The municipality named the area, where the Ukrainian plane hit the ground on January 8, 2020, ShahedShahr. This area was named the same before the IRGC fired its missiles at Ukrainian International Airline Flight PS752, before killing 176 passengers of this plane- somewhere between Khalajabad and ShahedShahr (in Persian it means “city of witness”). 06:19 a.m. on Wednesday in Shahriar plain, fire was pouring down from the sky. Clay bricks suddenly turned red from human flesh and blood. Bloody pictures, shoes, books, notes of a college student, a burnt beehive on a girl’s white hat, bags, national ID cards and passports, a Hello Kitty necklace, an agent was picking baby socks from a dried branch… Shahedshar was filled with traces of the lives of 70 men, 81 women, 15 children, and an infant passenger plus nine crew members of the plane, the lives that IRGC missiles blew up in the sky: the city was filled with evidences of a crime.
Claude Lanzmann, the creator of the Holocaust documentary, “Shoah”, says: “The Nazis didn’t want to just exterminate the jews, they wanted to destroy the trace of the extermination. It means they wanted to destroy the traces of the crime at the moment the crime was committed. This is an insane attempt to erase history.” Total extermination means destroying evidence of destruction, means “the municipal workers have been dispatched 3 times to the area to clean up and set fire to the remaining luggage and clothes. The municipality, the same organization that wants to build a memorial for our loved ones, burned the relics of our loved ones 3 times in ShahedShahr desert.” As Hamed Esmaeilion, the man who lost his wife Parisa and daughter Reyra on that Black Wednesday in winter of 2020, described the crime a few months later. “Seventy-three days after the IRGC’s crime in the skies of Tehran in Shahedshahr, where the plane crashed, everything has become normal. The land has traces of shovels, bulldozers and loaders, and the soil grooves show they have collected everything. Even there are no more agents there. They have planted a camera to watch out for the commutes, but there are no more agents, because as you all know, life has to go back to normal. And the journalists…”
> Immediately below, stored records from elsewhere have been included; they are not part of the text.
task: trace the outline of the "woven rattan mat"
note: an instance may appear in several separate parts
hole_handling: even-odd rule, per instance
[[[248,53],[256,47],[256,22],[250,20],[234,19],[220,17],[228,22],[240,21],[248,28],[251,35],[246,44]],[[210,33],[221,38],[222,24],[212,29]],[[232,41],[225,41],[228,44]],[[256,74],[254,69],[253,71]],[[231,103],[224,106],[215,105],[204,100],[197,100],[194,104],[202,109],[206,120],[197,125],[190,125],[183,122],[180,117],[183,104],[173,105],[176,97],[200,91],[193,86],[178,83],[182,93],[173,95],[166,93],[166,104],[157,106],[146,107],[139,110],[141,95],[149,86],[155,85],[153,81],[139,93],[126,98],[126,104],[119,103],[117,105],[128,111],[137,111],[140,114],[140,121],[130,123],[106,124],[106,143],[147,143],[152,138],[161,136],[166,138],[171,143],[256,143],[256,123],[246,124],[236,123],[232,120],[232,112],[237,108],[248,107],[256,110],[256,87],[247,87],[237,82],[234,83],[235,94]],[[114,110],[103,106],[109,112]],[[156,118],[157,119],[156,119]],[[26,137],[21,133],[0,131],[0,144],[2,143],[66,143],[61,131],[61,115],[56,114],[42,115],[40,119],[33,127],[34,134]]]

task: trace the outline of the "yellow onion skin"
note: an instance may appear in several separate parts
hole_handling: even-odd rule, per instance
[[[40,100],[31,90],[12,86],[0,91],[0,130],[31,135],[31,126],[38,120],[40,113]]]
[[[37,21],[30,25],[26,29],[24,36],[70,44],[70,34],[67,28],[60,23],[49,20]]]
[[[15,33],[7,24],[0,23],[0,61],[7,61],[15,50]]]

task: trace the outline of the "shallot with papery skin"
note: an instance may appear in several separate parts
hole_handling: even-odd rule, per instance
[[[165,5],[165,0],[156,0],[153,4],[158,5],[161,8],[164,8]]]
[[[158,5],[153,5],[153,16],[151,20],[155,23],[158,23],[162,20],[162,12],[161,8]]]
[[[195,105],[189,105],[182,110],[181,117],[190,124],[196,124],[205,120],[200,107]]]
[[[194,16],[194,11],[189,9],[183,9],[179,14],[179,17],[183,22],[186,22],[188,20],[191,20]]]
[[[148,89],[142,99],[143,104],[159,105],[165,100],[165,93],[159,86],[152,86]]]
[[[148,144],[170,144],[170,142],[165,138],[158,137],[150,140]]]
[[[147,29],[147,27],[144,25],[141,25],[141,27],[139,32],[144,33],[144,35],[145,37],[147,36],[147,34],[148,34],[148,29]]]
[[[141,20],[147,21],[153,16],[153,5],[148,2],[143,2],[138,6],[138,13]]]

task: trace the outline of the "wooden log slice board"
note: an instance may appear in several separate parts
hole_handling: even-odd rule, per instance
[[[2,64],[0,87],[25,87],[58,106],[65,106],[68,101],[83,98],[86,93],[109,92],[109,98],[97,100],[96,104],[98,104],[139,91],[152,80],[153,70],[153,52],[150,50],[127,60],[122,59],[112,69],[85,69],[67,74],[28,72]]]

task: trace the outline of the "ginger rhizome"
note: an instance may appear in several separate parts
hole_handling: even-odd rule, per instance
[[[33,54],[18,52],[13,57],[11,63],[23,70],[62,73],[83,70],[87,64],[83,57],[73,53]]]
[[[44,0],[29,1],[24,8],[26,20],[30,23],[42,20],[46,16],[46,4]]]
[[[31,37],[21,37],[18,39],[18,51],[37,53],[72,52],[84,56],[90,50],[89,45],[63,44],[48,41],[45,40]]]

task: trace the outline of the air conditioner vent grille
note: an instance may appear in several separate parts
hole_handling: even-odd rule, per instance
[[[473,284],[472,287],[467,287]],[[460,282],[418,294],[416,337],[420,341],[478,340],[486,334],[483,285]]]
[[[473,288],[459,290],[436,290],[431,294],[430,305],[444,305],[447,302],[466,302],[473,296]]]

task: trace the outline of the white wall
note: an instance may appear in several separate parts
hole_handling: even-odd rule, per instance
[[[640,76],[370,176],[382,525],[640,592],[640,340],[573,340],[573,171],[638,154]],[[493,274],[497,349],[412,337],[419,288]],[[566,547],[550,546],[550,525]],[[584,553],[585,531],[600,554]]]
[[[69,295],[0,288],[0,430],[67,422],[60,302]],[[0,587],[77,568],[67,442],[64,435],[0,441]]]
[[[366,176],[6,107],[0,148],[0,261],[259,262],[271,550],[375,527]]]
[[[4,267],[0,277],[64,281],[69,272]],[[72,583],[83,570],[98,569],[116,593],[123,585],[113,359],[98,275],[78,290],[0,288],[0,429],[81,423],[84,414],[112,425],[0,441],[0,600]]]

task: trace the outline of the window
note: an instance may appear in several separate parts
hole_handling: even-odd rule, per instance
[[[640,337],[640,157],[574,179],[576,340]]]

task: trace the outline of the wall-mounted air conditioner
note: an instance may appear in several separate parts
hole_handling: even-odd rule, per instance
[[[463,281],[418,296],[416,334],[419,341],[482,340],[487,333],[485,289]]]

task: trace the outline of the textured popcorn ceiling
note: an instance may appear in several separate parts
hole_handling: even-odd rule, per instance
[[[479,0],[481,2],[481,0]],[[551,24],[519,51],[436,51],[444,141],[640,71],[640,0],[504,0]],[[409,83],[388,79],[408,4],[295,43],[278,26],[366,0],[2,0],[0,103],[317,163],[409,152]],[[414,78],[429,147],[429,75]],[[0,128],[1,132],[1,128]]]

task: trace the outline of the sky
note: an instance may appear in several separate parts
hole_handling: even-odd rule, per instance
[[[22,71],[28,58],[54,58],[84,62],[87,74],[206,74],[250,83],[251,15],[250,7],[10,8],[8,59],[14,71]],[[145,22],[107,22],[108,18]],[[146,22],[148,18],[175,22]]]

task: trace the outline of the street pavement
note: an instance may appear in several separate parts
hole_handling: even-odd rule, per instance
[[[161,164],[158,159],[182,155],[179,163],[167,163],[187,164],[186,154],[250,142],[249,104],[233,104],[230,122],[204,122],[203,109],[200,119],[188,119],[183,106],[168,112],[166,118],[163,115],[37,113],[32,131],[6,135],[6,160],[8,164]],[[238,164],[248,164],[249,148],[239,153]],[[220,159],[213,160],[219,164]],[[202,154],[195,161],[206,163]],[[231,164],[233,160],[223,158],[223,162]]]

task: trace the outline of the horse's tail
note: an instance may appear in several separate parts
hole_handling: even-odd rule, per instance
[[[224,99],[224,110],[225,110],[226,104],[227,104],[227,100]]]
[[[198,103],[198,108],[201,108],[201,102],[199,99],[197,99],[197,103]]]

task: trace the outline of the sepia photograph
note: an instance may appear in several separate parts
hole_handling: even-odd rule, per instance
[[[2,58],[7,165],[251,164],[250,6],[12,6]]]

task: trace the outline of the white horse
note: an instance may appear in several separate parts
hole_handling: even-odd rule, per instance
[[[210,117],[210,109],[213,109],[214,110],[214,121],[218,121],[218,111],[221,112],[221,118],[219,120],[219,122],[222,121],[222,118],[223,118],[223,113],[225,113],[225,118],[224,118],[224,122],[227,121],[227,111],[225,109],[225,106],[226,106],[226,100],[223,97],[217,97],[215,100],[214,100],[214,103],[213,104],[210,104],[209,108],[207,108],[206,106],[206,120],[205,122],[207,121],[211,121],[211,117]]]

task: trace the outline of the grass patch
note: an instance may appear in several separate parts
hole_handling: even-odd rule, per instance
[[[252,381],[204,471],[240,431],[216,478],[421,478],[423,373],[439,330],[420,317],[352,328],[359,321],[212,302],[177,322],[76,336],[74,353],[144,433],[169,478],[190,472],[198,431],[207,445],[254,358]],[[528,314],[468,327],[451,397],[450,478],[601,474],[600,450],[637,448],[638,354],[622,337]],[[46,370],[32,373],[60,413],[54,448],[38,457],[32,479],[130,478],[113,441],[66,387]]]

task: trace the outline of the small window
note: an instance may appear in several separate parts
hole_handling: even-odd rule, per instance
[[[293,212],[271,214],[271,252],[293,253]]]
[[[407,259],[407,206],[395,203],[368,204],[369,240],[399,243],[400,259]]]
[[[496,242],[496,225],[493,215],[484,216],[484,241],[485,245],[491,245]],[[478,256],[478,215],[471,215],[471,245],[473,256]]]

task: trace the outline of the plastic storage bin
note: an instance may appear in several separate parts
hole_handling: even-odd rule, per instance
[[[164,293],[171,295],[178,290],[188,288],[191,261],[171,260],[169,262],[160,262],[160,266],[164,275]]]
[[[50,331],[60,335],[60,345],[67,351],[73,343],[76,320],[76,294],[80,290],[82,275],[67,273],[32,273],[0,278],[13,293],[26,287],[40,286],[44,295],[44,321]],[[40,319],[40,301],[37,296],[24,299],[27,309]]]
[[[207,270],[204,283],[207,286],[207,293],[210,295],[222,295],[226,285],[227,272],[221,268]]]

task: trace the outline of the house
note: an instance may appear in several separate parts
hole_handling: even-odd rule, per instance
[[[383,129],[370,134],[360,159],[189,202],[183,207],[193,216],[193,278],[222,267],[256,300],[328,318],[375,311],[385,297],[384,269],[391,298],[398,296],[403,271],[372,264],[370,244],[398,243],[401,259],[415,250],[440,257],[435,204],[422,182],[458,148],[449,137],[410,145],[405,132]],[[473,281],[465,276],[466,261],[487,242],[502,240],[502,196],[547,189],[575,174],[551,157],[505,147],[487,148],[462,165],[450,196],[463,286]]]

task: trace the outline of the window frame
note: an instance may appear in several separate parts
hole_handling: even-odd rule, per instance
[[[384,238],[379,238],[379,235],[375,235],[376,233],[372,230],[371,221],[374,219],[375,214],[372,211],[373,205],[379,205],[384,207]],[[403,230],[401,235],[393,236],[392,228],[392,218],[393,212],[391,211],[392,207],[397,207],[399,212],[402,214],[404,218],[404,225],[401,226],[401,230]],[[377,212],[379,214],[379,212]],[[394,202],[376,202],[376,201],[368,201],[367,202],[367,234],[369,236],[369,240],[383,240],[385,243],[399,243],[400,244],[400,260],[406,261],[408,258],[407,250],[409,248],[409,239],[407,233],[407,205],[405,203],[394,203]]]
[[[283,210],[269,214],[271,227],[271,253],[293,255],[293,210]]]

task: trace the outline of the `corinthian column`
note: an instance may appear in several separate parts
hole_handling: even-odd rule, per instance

The total destruction, in the words of Khosrow Malek, father of Maryam Malek, the girl who graduated from Sharif University, whose evidence of her murder in Shahedshahr was destroyed by the regime, means: ”Where are our children’s belongings confiscated by the police? Where are their stuff and the memorabilia of our children?” Khosrow Malek, a year after the crime, tells the judge of the feigned trial, “What did you do about plundering of our children’s belongings?” the question that was answered by the family members of the survivors present at the court, not the judge: “they did it (they, themselves, plundered it all).”
“The police station is just 5 minutes away from the crime scene and “our ground zero.” When I was there, I found some information about some thieves, so what the heck the police do? Where are our children’s belongings? Where are their laptops? Why did they smash their phones? Where are the stuff and memorabilia of our children?” Khosrow’s questions speaks of the wound the Islamic Republic has inflicted on him.
Forgetting the destruction, is part of the annihilation and destroying the traces of crime is the completion of the crime. The totality of destruction is possible by eliminating any trace of lives, and this is the ultimate goal of the totalitarian regime. The fact that the Islamic Republic pours tar on the graves of people it has killed (e.g Ruhollah Zam) and fires the dolls of children who are killed in the sky in Shahedshahr is to achieve this totalitarian’s ideal destruction. The regime’s trifecta of crime regarding the Ukrainian aircraft:
- destroying the plane by firing two missiles,
- blatant lies to the world at all levels,
- It was only completed by setting fire to and looting the belongings of the deceased — something the regime deliberately and awkwardly did before the eyes of survivors and international observers.
“Later, rain and wind,
will wash my name softly from the rock,
My grave remains anonymous to the way,
Regardless of the myths of name and shame.”
Now Azar, mother of Maryam Malek, lives with a notebook of homework, paintings of Maryam’s childhood, hugs them as if she was holding her Maryam. On paper, Maryam had written Forough Farrokhzad’s poem, sometime ago: “My Death Will One Day Come.”
Translation of this article by Sahar.